MASYARAKAT Tanah Air kembali bergejolak setelah terkuaknya rekayasa hukum yang diperdengarkan melalui rekaman yang diputar di Mahkamah Konstitusi pekan lalu. Amarah publik diungkapkan melalui berbagai medium: parlemen jalanan, media massa, hingga di ranah maya.

Untuk yang terakhir, situs pertemanan Facebook memiliki peran yang luar biasa. Dalam sebuah gerakan sosial, dibutuhkan perangkat yang memadai untuk bisa mencakup dan menggerakkan seluruh elemen masyarakat. Dan kini Facebook menjadi peranti penting dalam menggalang dukungan sekaligus memobilisasinya.

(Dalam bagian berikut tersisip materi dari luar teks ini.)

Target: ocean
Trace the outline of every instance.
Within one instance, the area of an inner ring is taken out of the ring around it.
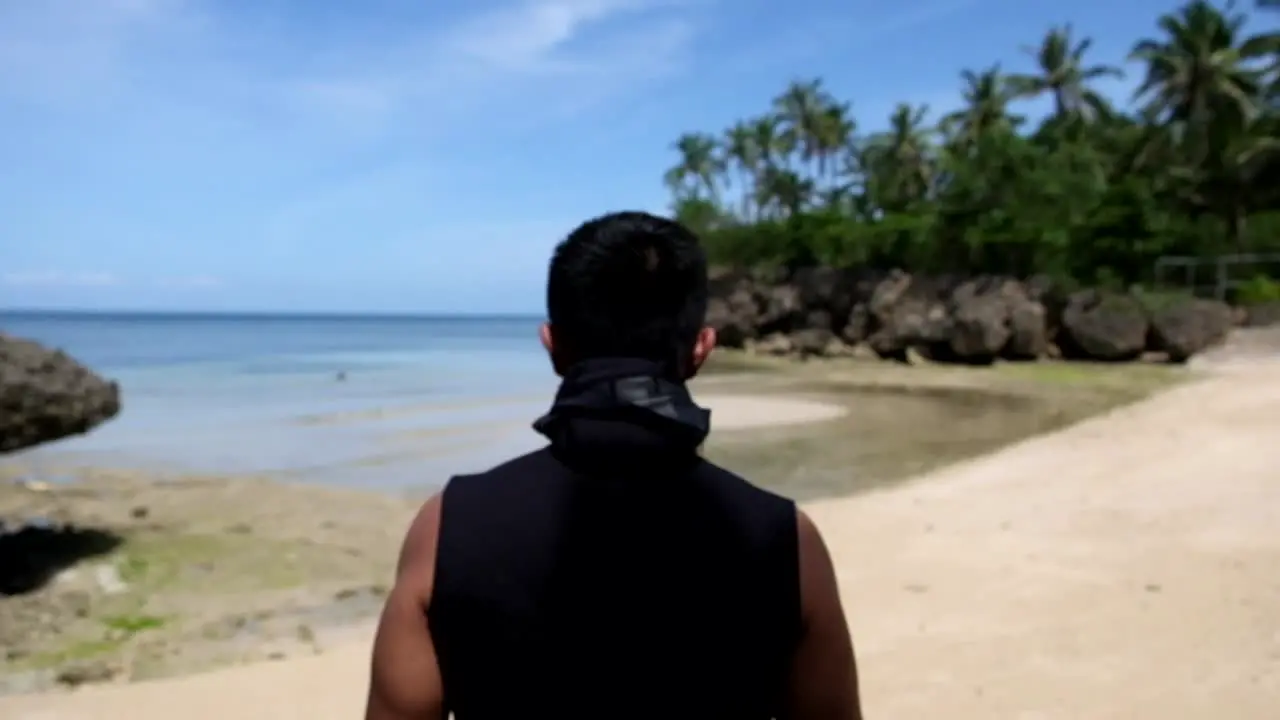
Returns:
[[[556,380],[534,317],[0,311],[120,383],[124,409],[37,468],[438,486],[536,447]]]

Setidaknya dalam setahun terakhir ini Facebook semakin mewabah. Situs pertemanan daring ini menjadi epidemi yang menjangkiti kaum netters. Tak pandang usia, tidak pula status sosial. Ada yang muda, banyak juga yang sudah berumur. Ibu rumah tangga hingga politisi kakap memanfaatkan website jejaring sosial besutan Mark Zuckerberg, si jenius yang tidak lulus dari Harvard University, ini.

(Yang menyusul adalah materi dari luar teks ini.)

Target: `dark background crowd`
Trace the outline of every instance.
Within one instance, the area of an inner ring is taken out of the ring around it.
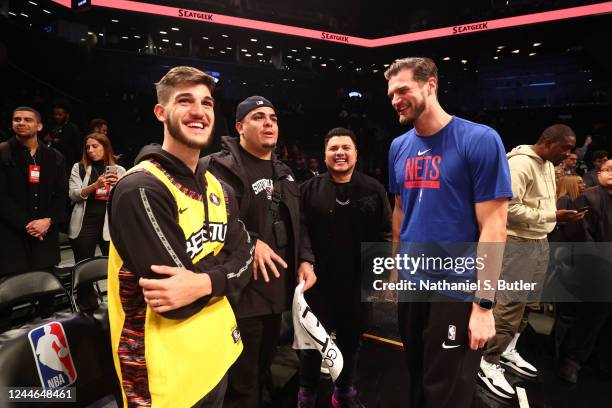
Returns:
[[[330,129],[345,127],[356,134],[358,168],[386,186],[389,146],[408,129],[397,122],[383,72],[395,58],[407,55],[435,59],[439,99],[447,111],[494,128],[506,151],[532,144],[553,123],[575,131],[575,151],[556,168],[558,209],[579,209],[584,195],[600,185],[602,166],[612,166],[612,62],[605,41],[610,38],[609,15],[368,50],[105,9],[78,14],[52,2],[39,3],[0,0],[0,142],[13,137],[16,107],[36,109],[43,123],[39,143],[62,153],[66,183],[91,133],[108,136],[117,164],[126,169],[143,146],[160,143],[153,83],[172,66],[190,65],[218,78],[213,142],[202,155],[218,151],[222,136],[237,136],[236,105],[246,96],[262,95],[274,103],[279,118],[276,154],[298,181],[325,171],[323,139]],[[462,6],[456,13],[434,2],[431,10],[411,17],[364,5],[371,11],[367,19],[356,6],[339,18],[337,6],[326,4],[335,2],[314,2],[321,3],[317,11],[302,13],[292,11],[298,2],[283,7],[274,1],[184,3],[381,37],[547,10],[551,2],[480,2],[483,7]],[[558,3],[563,4],[556,8],[583,2]],[[68,195],[65,204],[57,226],[63,232],[72,211]],[[612,223],[612,208],[605,211],[598,222]],[[602,228],[612,231],[612,224]],[[561,225],[549,239],[569,242],[584,236]],[[569,323],[561,323],[573,324],[575,310],[556,313],[563,315],[557,316],[561,320],[570,316]],[[610,319],[604,324],[605,334],[611,331]],[[610,363],[603,369],[612,369],[612,361],[601,361]]]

Satu dekade lalu gerakan people power dilakukan dengan turun ke jalan. Ratusan ribu orang mengepung gedung parlemen di Senayan untuk menyuarakan penentangan terhadap penguasa yang dianggap lalim. Namun kini hal itu bisa dilakukan tanpa meninggalkan rumah.

Inilah era digital. Kantor berita Reuters menyebut aksi galang dukungan terhadap dua pimpinan Komisi Pemberantasan Korupsi nonaktif Chandra M Hamzah dan Bibit Samad Rianto di dunia maya sebagai "digital people power". Publik yang tidak yakin terhadap tuduhan pemerasan atau suap dua pimpinan pun membentuk berbagai kelompok dukungan.

Menurut catatan Koran Seputar Indonesia, hingga akhir pekan lalu tercatat ada 74 grup komunitas facebooker yang mendukung pembebasan dua pimpinan KPK nonaktif tersebut.

Hingga 9 November ini, Indonesia berada di posisi ketujuh untuk pengguna Facebook terbesar di dunia. Tercatat ada 11.759.980 orang yang memiliki akun di situs itu. Dalam sepekan terakhir pertumbuhan jumlah pengguna mencapai 6,84 persen atau 752.640 akun baru.

Yang jelas, aksi galang dukungan di dunia maya ini tidak bisa diremehkan. Selain opini yang dibangun lewat media massa, pemanfaatan situs jejaring sosial cukup aktif untuk mengubah atau membangun persepsi publik terhadap suatu hal. Terlebih, persepsi itu dibangun tidak hanya dalam sebuah "ruang publik maya (digital public space)", melainkan terjadi dalam sebuah lingkungan (public sphere), di mana semua pihak saling berinteraksi dan menciptakan sentimen bersama. Lebih jauh bahkan publik sama-sama telah menemukan musuh bersamanya.

Perlu diingat, dalam teori sosial, salah satu syarat untuk mewujudkan sebuah gerakan yang solid adalah adanya pihak yang dianggap sebagai musuh bersama.

Melihat fakta itu, para pemangku kebijakan atau para penegak hukum tak bisa abai terhadap suara yang dibangun publik melalui dunia maya. Artinya, jika sikap atau keputusan hukum yang dihasilkan, khususnya dalam kasus Bibit dan Chandra, nantinya benar-benar tidak memenuhi rasa keadilan masyarakat, bisa jadi kekecewaan publik yang disampaikan lewat dunia maya akan ditumpahkan di dunia nyata.